[Date Prev][Date Next][Thread Prev][Thread Next][Date Index][Thread Index]

Disk ECC errors



    Date: Fri, 29 Jul 88 12:53 PDT
    From: TYSON@warbucks.ai.sri.com (Mabry Tyson)

    I'm having a discussion with CUSTOMER-REPORTS regarding disk ECC errors.
    The person there claims I should see them very rarely.  I would
    appreciate hearing what experiences others have had with them.  (Replies
    to me and I will summarize to the list if appropriate.)  Please give me
    some idea of the mix of machines/disks you have and if there have been
    any changes in the ECC error rate recently (eg, since 7.2).

    My perception is that the historical rate at which we see disk ECC
    errors (usually in the paging area, occasionally in the LMFS (ie,
    sectors that are being rewritten to disk)) to be about 0.5/year/machine.
    This works out to something on the order of once a month for us.  The
    errors are spread across all of our machines (mostly 3600s with IFUs,
    essentially all disks are SMDs (Fujitsu Owls and Eagles plus some
    CDCs)).  I've been seeing these sorts of things for the 5 years that
    we've had Symbolics machines.  There once was a problem (as I recall)
    where the disk might get trashed when, say, the network was unterminated
    or there was some other problem on the net.  (Our local net has about 35
    Symbolics, 15 Suns, plus another 10 hosts.)
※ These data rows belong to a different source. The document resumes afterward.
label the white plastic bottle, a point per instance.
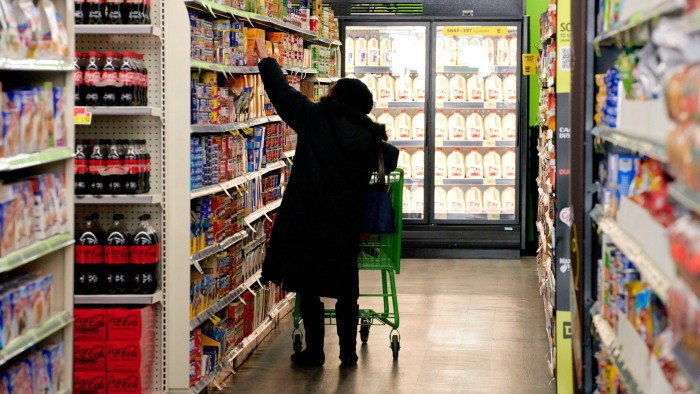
(388, 121)
(360, 51)
(475, 89)
(441, 125)
(456, 126)
(474, 165)
(492, 165)
(510, 126)
(440, 163)
(473, 200)
(508, 162)
(440, 200)
(475, 127)
(418, 126)
(404, 88)
(418, 164)
(493, 129)
(510, 89)
(494, 89)
(442, 87)
(404, 162)
(492, 200)
(455, 200)
(403, 126)
(373, 51)
(508, 200)
(458, 88)
(455, 164)
(349, 51)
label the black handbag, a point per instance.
(379, 214)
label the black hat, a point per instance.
(354, 94)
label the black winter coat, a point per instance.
(315, 239)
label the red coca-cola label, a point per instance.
(116, 255)
(89, 382)
(89, 254)
(147, 254)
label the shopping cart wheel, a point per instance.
(364, 330)
(395, 346)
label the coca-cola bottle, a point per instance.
(117, 257)
(89, 256)
(145, 254)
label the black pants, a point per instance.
(347, 317)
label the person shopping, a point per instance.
(315, 240)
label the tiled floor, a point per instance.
(467, 326)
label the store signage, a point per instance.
(475, 31)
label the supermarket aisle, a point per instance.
(466, 326)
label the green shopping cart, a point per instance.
(378, 252)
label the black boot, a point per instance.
(312, 311)
(347, 316)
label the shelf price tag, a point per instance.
(81, 116)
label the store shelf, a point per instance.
(247, 345)
(690, 199)
(35, 251)
(27, 160)
(224, 301)
(219, 188)
(611, 345)
(118, 29)
(35, 65)
(216, 248)
(649, 270)
(629, 140)
(119, 299)
(121, 199)
(53, 325)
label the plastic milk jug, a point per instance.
(455, 164)
(385, 46)
(510, 127)
(419, 88)
(360, 51)
(492, 200)
(417, 199)
(385, 88)
(440, 199)
(403, 126)
(418, 164)
(475, 165)
(388, 121)
(510, 89)
(418, 126)
(440, 164)
(508, 200)
(373, 51)
(455, 200)
(508, 162)
(494, 89)
(404, 163)
(493, 129)
(458, 88)
(440, 126)
(492, 165)
(475, 127)
(404, 90)
(502, 52)
(349, 51)
(456, 126)
(475, 89)
(473, 200)
(442, 87)
(450, 51)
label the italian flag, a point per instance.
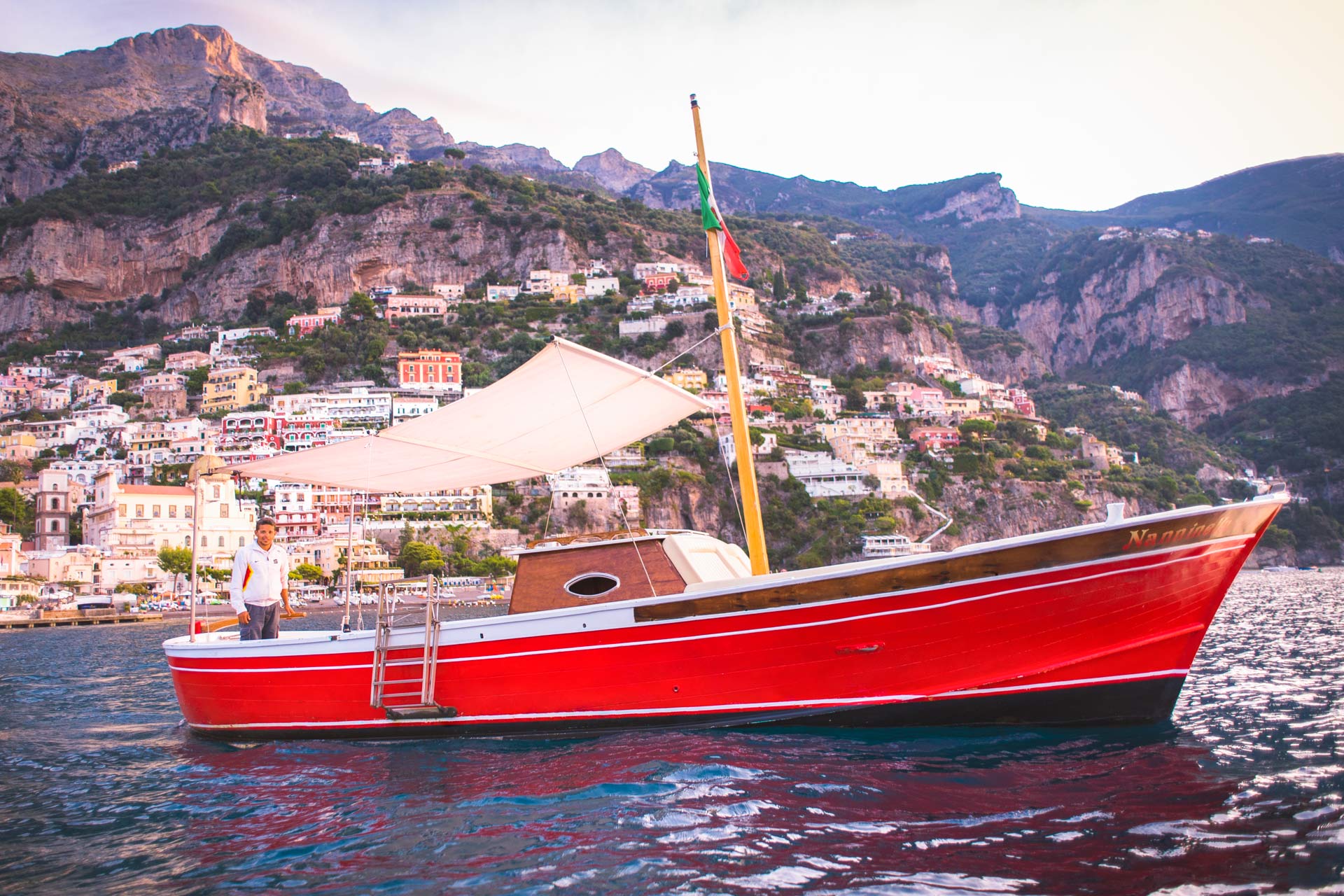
(713, 219)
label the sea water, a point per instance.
(101, 792)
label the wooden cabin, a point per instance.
(582, 570)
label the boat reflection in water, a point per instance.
(711, 806)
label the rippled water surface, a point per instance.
(1243, 793)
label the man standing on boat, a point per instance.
(260, 583)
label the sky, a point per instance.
(1077, 104)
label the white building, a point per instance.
(654, 326)
(495, 293)
(597, 286)
(825, 477)
(406, 407)
(141, 519)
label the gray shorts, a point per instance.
(262, 622)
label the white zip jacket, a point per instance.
(258, 577)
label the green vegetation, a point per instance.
(1158, 438)
(1300, 433)
(234, 163)
(993, 261)
(1294, 200)
(176, 561)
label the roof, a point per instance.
(175, 491)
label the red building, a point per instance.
(657, 282)
(277, 430)
(930, 437)
(305, 324)
(429, 370)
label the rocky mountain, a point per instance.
(1296, 200)
(613, 171)
(1199, 326)
(168, 88)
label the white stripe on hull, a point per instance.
(698, 711)
(765, 629)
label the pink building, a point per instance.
(934, 437)
(305, 324)
(416, 307)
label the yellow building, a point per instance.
(570, 293)
(19, 447)
(687, 378)
(230, 388)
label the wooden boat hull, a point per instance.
(1097, 625)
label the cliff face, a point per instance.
(1144, 300)
(121, 260)
(1195, 393)
(168, 88)
(85, 262)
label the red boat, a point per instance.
(643, 629)
(1091, 625)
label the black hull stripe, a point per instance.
(1145, 701)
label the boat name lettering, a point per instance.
(1140, 539)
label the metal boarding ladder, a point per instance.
(421, 691)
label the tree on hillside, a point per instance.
(176, 561)
(419, 558)
(360, 307)
(14, 510)
(308, 573)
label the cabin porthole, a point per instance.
(592, 584)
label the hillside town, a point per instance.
(100, 463)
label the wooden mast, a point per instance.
(733, 372)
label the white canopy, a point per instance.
(568, 405)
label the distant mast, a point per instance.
(733, 372)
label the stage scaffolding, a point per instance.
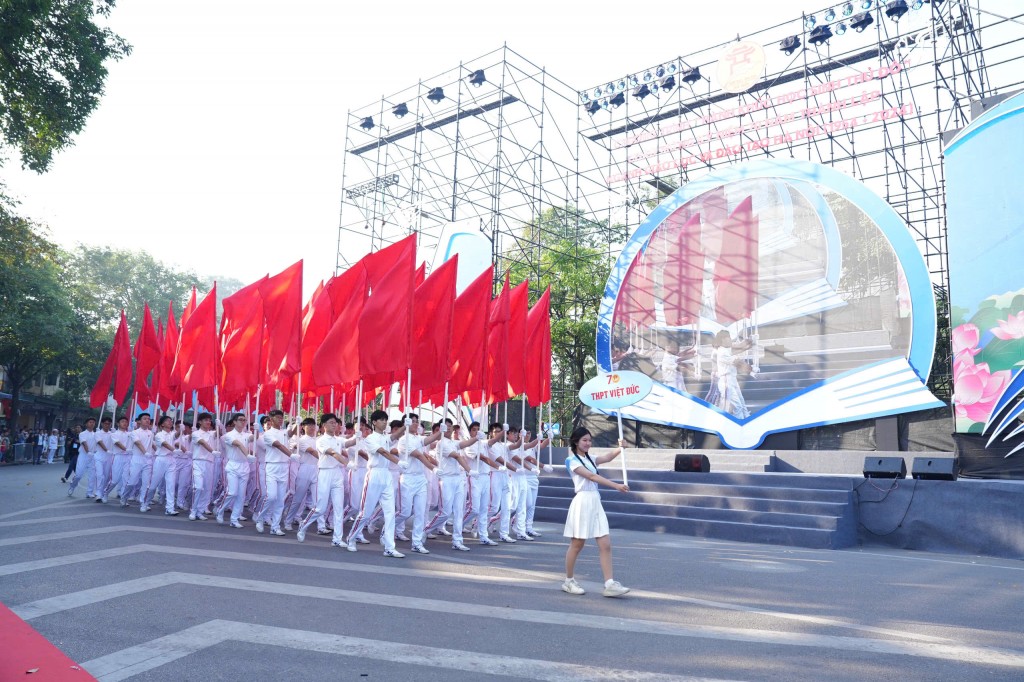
(521, 142)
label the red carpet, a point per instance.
(24, 650)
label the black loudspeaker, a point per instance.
(692, 463)
(935, 468)
(885, 467)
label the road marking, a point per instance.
(944, 650)
(137, 659)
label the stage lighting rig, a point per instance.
(819, 35)
(861, 22)
(691, 76)
(790, 45)
(895, 9)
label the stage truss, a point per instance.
(501, 154)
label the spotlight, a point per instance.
(819, 35)
(861, 22)
(691, 76)
(895, 9)
(790, 45)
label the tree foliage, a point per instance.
(53, 58)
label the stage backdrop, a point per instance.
(984, 165)
(770, 296)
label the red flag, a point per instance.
(197, 358)
(432, 328)
(283, 310)
(336, 360)
(539, 350)
(518, 305)
(146, 354)
(117, 368)
(242, 340)
(498, 359)
(386, 320)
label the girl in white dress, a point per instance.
(586, 516)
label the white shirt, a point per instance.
(236, 454)
(273, 455)
(201, 454)
(326, 442)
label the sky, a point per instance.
(218, 143)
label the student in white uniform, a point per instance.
(378, 487)
(204, 444)
(103, 458)
(279, 456)
(122, 460)
(330, 481)
(86, 453)
(236, 443)
(306, 476)
(586, 517)
(415, 462)
(452, 474)
(141, 459)
(160, 478)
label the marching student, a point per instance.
(85, 465)
(102, 460)
(163, 475)
(330, 481)
(279, 457)
(204, 446)
(306, 476)
(415, 463)
(378, 488)
(141, 459)
(452, 474)
(478, 455)
(236, 443)
(122, 460)
(586, 517)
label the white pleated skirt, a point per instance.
(586, 518)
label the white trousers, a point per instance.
(275, 476)
(305, 479)
(377, 489)
(82, 469)
(235, 497)
(414, 504)
(202, 485)
(452, 505)
(330, 493)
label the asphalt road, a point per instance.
(150, 597)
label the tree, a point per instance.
(37, 323)
(53, 60)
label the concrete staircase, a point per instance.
(798, 510)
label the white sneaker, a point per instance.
(569, 585)
(615, 589)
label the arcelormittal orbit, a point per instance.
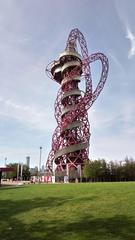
(70, 141)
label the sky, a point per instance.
(34, 33)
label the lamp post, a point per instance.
(39, 169)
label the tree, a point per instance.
(86, 170)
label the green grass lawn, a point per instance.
(95, 211)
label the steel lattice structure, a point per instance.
(70, 141)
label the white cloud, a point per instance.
(131, 38)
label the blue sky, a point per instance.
(32, 34)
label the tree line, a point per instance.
(101, 170)
(19, 173)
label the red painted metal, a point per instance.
(70, 145)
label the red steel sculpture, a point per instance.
(70, 141)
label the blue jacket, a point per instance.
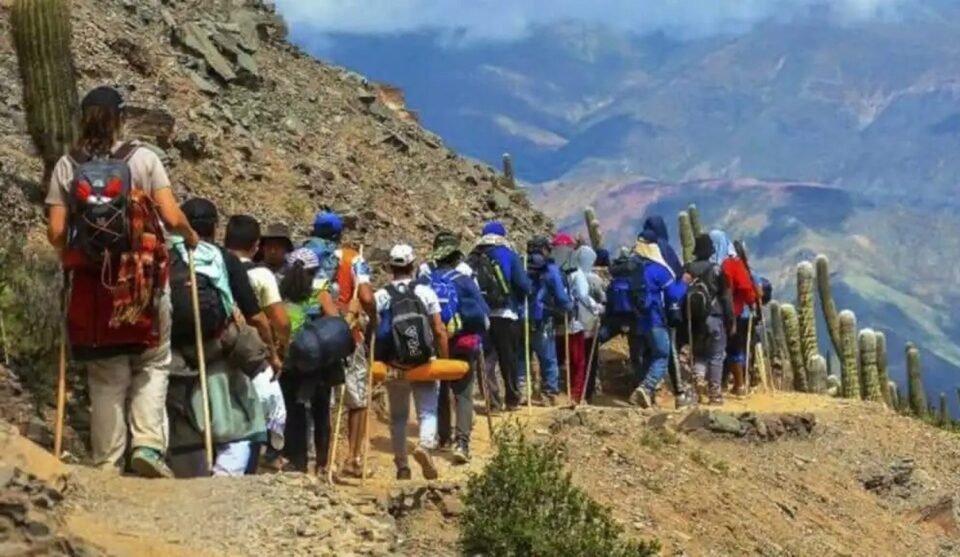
(548, 289)
(513, 272)
(662, 292)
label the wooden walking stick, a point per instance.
(593, 350)
(201, 363)
(61, 375)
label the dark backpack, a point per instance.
(405, 337)
(99, 203)
(627, 292)
(213, 316)
(490, 278)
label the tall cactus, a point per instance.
(41, 36)
(808, 319)
(827, 304)
(687, 235)
(791, 327)
(848, 357)
(915, 394)
(883, 369)
(869, 376)
(817, 374)
(695, 222)
(593, 227)
(508, 177)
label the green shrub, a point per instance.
(525, 504)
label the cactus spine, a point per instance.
(41, 35)
(817, 374)
(807, 317)
(869, 376)
(883, 370)
(915, 394)
(791, 328)
(687, 236)
(695, 223)
(593, 228)
(848, 357)
(508, 178)
(826, 301)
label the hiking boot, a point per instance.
(640, 397)
(427, 467)
(461, 454)
(148, 463)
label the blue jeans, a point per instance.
(656, 344)
(544, 345)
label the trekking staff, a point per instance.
(121, 334)
(202, 363)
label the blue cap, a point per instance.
(327, 225)
(495, 228)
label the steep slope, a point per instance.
(245, 118)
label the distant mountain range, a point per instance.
(802, 137)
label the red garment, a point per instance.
(742, 289)
(578, 360)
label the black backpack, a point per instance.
(406, 331)
(99, 203)
(213, 316)
(490, 279)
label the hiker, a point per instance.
(314, 384)
(548, 289)
(466, 316)
(592, 324)
(275, 244)
(709, 315)
(243, 240)
(127, 361)
(343, 272)
(234, 352)
(410, 311)
(568, 256)
(505, 285)
(744, 294)
(662, 294)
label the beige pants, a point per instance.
(130, 389)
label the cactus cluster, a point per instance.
(687, 235)
(593, 228)
(41, 36)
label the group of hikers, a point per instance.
(256, 341)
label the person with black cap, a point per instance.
(127, 364)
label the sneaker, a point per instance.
(425, 461)
(461, 454)
(148, 463)
(640, 397)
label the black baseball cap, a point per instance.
(104, 97)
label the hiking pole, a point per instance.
(61, 374)
(366, 419)
(566, 354)
(593, 351)
(201, 363)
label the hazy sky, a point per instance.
(510, 19)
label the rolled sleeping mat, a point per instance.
(434, 370)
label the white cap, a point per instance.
(402, 255)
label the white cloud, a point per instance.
(510, 19)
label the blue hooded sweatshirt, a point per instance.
(662, 291)
(656, 226)
(495, 243)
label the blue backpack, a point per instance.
(627, 293)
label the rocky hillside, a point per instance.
(247, 119)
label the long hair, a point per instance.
(100, 128)
(297, 283)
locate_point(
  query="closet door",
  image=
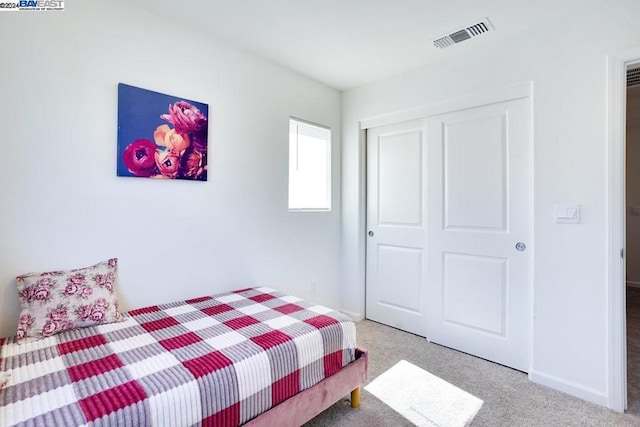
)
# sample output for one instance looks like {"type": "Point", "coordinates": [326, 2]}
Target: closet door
{"type": "Point", "coordinates": [479, 264]}
{"type": "Point", "coordinates": [396, 255]}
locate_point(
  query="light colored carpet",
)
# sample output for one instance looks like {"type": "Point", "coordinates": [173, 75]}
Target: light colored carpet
{"type": "Point", "coordinates": [510, 399]}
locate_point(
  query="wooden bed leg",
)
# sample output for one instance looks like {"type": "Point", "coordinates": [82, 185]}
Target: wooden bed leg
{"type": "Point", "coordinates": [355, 398]}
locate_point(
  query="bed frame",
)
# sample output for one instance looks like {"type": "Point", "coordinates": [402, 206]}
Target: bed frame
{"type": "Point", "coordinates": [307, 404]}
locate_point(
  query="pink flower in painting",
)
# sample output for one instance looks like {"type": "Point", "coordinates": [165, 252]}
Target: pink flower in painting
{"type": "Point", "coordinates": [188, 119]}
{"type": "Point", "coordinates": [78, 280]}
{"type": "Point", "coordinates": [59, 313]}
{"type": "Point", "coordinates": [176, 142]}
{"type": "Point", "coordinates": [86, 291]}
{"type": "Point", "coordinates": [139, 158]}
{"type": "Point", "coordinates": [191, 164]}
{"type": "Point", "coordinates": [168, 163]}
{"type": "Point", "coordinates": [97, 314]}
{"type": "Point", "coordinates": [84, 311]}
{"type": "Point", "coordinates": [41, 294]}
{"type": "Point", "coordinates": [185, 117]}
{"type": "Point", "coordinates": [49, 328]}
{"type": "Point", "coordinates": [71, 289]}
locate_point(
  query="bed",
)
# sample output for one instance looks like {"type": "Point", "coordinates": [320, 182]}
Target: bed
{"type": "Point", "coordinates": [254, 356]}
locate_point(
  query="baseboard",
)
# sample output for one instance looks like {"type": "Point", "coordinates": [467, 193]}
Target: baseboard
{"type": "Point", "coordinates": [356, 317]}
{"type": "Point", "coordinates": [568, 387]}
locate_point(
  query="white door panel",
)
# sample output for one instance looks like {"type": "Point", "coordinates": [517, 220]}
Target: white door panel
{"type": "Point", "coordinates": [479, 199]}
{"type": "Point", "coordinates": [396, 254]}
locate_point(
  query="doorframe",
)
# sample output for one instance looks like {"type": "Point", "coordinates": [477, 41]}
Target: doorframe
{"type": "Point", "coordinates": [616, 242]}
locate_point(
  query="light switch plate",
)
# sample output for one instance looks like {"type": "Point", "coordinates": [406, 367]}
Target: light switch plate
{"type": "Point", "coordinates": [567, 214]}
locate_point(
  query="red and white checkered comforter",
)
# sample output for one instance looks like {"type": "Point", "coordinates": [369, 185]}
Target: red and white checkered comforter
{"type": "Point", "coordinates": [218, 360]}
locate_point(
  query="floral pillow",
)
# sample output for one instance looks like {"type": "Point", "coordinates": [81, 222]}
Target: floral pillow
{"type": "Point", "coordinates": [55, 301]}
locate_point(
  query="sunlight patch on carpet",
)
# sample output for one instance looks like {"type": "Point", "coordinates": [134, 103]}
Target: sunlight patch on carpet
{"type": "Point", "coordinates": [423, 398]}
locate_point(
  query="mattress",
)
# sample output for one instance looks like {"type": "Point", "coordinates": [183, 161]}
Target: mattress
{"type": "Point", "coordinates": [217, 360]}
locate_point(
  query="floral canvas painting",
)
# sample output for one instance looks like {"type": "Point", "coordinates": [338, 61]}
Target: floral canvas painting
{"type": "Point", "coordinates": [161, 136]}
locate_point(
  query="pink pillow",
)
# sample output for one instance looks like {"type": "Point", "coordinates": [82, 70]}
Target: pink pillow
{"type": "Point", "coordinates": [55, 301]}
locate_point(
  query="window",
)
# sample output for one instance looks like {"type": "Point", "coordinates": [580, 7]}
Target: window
{"type": "Point", "coordinates": [309, 166]}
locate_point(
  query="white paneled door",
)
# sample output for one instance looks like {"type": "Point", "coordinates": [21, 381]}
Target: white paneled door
{"type": "Point", "coordinates": [396, 249]}
{"type": "Point", "coordinates": [449, 205]}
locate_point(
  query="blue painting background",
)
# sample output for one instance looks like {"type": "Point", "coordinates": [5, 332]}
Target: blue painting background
{"type": "Point", "coordinates": [139, 113]}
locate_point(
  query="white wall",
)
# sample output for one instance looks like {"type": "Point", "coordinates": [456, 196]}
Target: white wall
{"type": "Point", "coordinates": [566, 61]}
{"type": "Point", "coordinates": [62, 205]}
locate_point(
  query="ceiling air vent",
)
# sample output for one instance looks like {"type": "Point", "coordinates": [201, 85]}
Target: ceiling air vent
{"type": "Point", "coordinates": [464, 34]}
{"type": "Point", "coordinates": [633, 77]}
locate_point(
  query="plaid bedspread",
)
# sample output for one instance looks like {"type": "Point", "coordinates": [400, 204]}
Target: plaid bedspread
{"type": "Point", "coordinates": [219, 360]}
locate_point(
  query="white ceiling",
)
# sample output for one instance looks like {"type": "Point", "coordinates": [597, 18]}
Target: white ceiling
{"type": "Point", "coordinates": [349, 43]}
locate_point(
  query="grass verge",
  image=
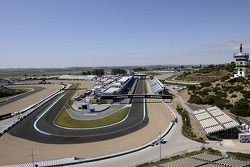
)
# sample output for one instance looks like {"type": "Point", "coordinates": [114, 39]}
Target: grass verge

    Recently we have seen a rash of problems that involved trashing worlds
    (ie, disk sectors that weren't being written at the time) and that caused
    disk search errors (ie, it presumably dribbled on the header block).
    I'm trying to determine whether these are coincidences or not.

L machines have a problem with the network microtask hogging the machine.  As
a result, when the ethernet gets jammed, disk writes in progress tend to get
garbled.  That means that if someone is in the process of adding or removing a
transceiver while an L machine (3600, 3640, 3645, 3670, or 3675) is writing to
the disk the block might get written bad.  G machines don't have this problem.
Because of this we use 3650's for our file servers.

This doesn't sound like your problem, though.  It sounds to me that you
problem is your disks getting old and just plain wearing out.  We are getting
some of this here.  Mainly our 2284s.  Not many of our 2351As have failed yet,
though.  Is there an disk age pattern?